3. Don’t Be Conceited (Rom 12:16). Conceit means my own point of view [usually with proof-texting] and I don’t care what anyone else says. “Do not be wise in your own eyes” (Prov 3:7). Conceit makes the way God deals with me personally the binding standard for others. We are called to preach the Truth, Our Lord Jesus Christ, and we get decentralised from Him if we are overly confident about ourselves and our own dogmatic interpretation and understanding.
3a. Do Be Concentrated. Strenuous mental effort to interpret the word of God will fag us out physically, whereas strenuous mental effort that lets the word of God talk to us will re-create us. We prefer the spiritual interpretation to the exegetical because it does not need any work. We are to be “workmen” for God, not just take God’s word to feed ourselves. The preacher has to concentrate on what God’s word says; he is dealing with a written revelation. The reason we have no “open vision” is that in some domain we have disobeyed God. Immediately we obey, the word is opened up. The atmosphere of the Christian is God Himself in ordinary times and exceptional times when He brings words to us. When He does not, never deceive yourself, something is wrong and needs curing, just as there would be something wrong if you could not get your breath. Supernatural manifestations of guidance are exceptional. The normal way of the Spirit of God is the way He worked in the life of Christ. Maintain your personal relationship with God at all costs. Never allow anything to come between your soul and God, and welcome anyone or anything that leads you to know Him better. Maintain a personal relationship with God above all else to guide your preaching and teaching.
- The Gospel challenges humanity's default desire for self-sovereignty, by demanding the surrender of one's own rights and the surrender to the will to God.

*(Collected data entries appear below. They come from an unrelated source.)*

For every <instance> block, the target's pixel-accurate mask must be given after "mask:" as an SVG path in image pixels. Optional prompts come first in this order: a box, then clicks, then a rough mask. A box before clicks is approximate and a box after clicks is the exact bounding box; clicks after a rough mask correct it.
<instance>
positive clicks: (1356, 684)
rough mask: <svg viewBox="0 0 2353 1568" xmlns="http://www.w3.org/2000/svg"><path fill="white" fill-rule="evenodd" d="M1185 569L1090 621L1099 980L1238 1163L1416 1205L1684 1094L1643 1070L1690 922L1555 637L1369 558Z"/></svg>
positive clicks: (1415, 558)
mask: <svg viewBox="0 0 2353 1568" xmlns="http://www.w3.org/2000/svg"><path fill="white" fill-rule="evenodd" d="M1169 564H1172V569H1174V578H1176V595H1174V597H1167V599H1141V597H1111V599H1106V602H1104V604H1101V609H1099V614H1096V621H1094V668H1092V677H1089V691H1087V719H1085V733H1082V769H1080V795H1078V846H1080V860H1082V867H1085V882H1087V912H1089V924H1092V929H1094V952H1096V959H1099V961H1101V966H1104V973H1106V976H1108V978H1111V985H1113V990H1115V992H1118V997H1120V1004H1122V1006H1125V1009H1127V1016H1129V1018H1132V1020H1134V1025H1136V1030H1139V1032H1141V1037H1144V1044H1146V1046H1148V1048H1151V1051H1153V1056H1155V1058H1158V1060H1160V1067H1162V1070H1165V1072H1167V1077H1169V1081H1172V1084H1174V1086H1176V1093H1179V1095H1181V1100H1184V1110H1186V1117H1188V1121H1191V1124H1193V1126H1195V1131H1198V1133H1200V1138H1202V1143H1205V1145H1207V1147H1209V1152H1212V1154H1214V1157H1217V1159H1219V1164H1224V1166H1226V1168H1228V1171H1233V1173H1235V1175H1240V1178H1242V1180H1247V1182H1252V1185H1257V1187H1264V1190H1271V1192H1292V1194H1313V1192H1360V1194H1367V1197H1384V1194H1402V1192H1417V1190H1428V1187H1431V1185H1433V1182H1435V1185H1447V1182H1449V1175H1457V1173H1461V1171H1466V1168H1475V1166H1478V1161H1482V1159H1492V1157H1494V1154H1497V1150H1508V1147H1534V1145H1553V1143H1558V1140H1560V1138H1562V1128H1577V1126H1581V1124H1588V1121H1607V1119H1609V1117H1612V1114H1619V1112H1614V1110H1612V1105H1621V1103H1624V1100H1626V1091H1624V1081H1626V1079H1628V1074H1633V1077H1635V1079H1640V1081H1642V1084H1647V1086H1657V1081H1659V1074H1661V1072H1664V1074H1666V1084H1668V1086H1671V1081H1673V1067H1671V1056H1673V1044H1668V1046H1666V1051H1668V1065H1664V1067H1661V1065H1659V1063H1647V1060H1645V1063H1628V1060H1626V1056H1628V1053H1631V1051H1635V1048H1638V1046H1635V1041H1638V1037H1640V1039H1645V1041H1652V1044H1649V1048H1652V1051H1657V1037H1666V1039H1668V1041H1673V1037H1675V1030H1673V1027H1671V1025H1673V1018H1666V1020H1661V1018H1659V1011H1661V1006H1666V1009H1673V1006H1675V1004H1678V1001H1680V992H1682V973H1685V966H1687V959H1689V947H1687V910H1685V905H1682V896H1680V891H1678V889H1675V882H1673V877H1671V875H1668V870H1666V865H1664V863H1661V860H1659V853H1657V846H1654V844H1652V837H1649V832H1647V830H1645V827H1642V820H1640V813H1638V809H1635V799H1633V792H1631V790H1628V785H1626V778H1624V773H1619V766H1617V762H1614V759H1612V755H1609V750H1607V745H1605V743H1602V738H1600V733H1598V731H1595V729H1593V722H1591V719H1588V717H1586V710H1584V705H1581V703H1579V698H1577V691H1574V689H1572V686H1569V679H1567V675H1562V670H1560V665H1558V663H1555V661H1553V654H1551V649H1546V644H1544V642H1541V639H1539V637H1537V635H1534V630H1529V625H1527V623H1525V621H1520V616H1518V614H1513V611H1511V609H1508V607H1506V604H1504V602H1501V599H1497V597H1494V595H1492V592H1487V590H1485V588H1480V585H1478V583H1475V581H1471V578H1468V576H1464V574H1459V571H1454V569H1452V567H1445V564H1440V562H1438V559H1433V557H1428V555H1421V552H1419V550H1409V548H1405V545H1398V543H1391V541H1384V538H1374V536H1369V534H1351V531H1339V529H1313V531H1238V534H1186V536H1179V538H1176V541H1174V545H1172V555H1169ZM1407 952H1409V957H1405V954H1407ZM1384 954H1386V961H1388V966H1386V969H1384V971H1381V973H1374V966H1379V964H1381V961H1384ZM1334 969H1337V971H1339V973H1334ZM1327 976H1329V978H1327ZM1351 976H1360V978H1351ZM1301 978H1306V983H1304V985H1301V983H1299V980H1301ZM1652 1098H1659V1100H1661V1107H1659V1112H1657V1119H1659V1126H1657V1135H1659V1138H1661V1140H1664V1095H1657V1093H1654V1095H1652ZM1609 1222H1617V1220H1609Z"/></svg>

This profound transformation calls for a continual dying to selfishness and finding life only by losing it in Christ.
Tim Keller: What is Gospel-Centered Ministry? "The ultimate purpose of preaching is not just to make the truth clear, but to make it real."
"What I love about Jonathan Edwards is how incredibly rational he is and logical, incredibly persuasive he is and yet, at the same time, he uses images. You go into his sermons and there’s sun, there’s moon, there’s stars, there’s mountains, there’s dandelions. It’s just astounding. What he understood is that if you just tell stories that tweak the emotions, it’s like putting dynamite on the face of the rock, and it blows up, and it just shears off the face, and doesn’t really change the life. On the other hand, if you bore down with the truth and put dynamite in there, if you are able to preach Christ vividly, and if you’re able to preach the truth practically, and change your own life and heart–which isn’t the easiest thing to maintain. When there’s an explosion, then it really changes people’s lives. We should not just want to speak the truth so that people are doctrinally sound. [Even the devil knows the truth but is unchanged.]
Martyn Lloyd-Jones was also not a touchy-feely type. This is what he says based on his understanding of what Edwards taught. He says, “The first and primary object of preaching is not to give information. It is [as Jonathan Edwards says] to produce an impression.”
"It is the impression at the time that matters, even more than what you can remember subsequently. Edwards, in my opinion, has the true notion of preaching. It is not primarily to impart information. And while you’re writing your notes, you may be missing something of the impact of the Spirit. As preachers, we must not forget this. We should tell our people to read books themselves at home and take their notes on the books at home. The business of preaching is to make such knowledge live."